Participants in the music group will receive headphones with music 30 minutes before surgery. Patients will be able to choose music from a preselected list composed by a team consisting of researchers and dedicated music therapists. The headphones will be removed just before entering the operating room. Once in the operating room they will receive earphones after intubation, compatible with the Mayfield and site of operation. The intraoperative music intervention will be continued during the surgical procedure and discontinued just before detubation. The duration of the intraoperative music intervention depends on the duration of surgery and will be documented. After surgery, during recovery at the post-operative care unit (PACU) another 30 minutes of music through headphones will be given. The following 3 days at the neurosurgical ward they will receive music twice a day for 30 minutes.
No Intervention: Standard of clinical care
Standard of clinical care.

What is the study measuring?

Primary Outcome Measures

Outcome Measure
Measure Description
Time Frame
Delirium
Time Frame: First five post-operative days. In case of discharge within 5 days towards home without delirium, it will be considered as no delirium.
All participating patients on the ward will be screened using the Delirium Observation Screening (DOS) scale. The DOS is a score of 1 until 13, in which a score of 3 or higher is suspicious for delirium. Screening is conducted 3 times per day (i.e. during each shift) and maintained until day 5. In case of raised suspicion of delirium by DOS, a psychiatrist is consulted to confirm or reject clinical diagnosis of delirium based on the DSM-V criteria.
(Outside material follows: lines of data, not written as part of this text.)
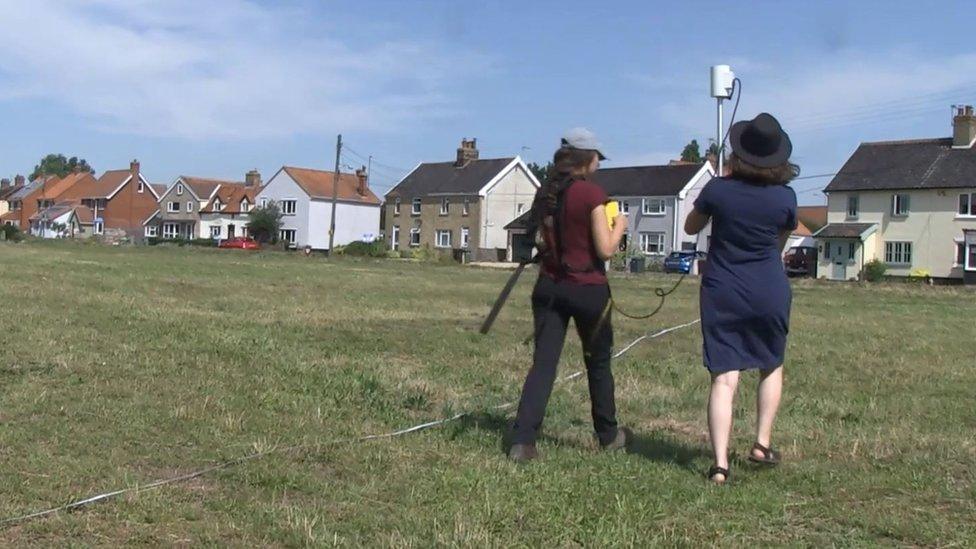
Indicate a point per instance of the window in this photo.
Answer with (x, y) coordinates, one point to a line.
(652, 206)
(287, 235)
(652, 243)
(900, 205)
(967, 205)
(898, 253)
(853, 206)
(443, 239)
Presence of delirium is confirmed by the psychiatrist after positive DOS screening, all other patients will be considered as absence of delirium. In case of discharge towards another hospital within 5 days, onset of delirium is evaluated in that hospital. In case of discharge within 5 days towards home without delirium, it will be considered as no delirium.
First five post-operative days. In case of discharge within 5 days towards home without delirium, it will be considered as no delirium.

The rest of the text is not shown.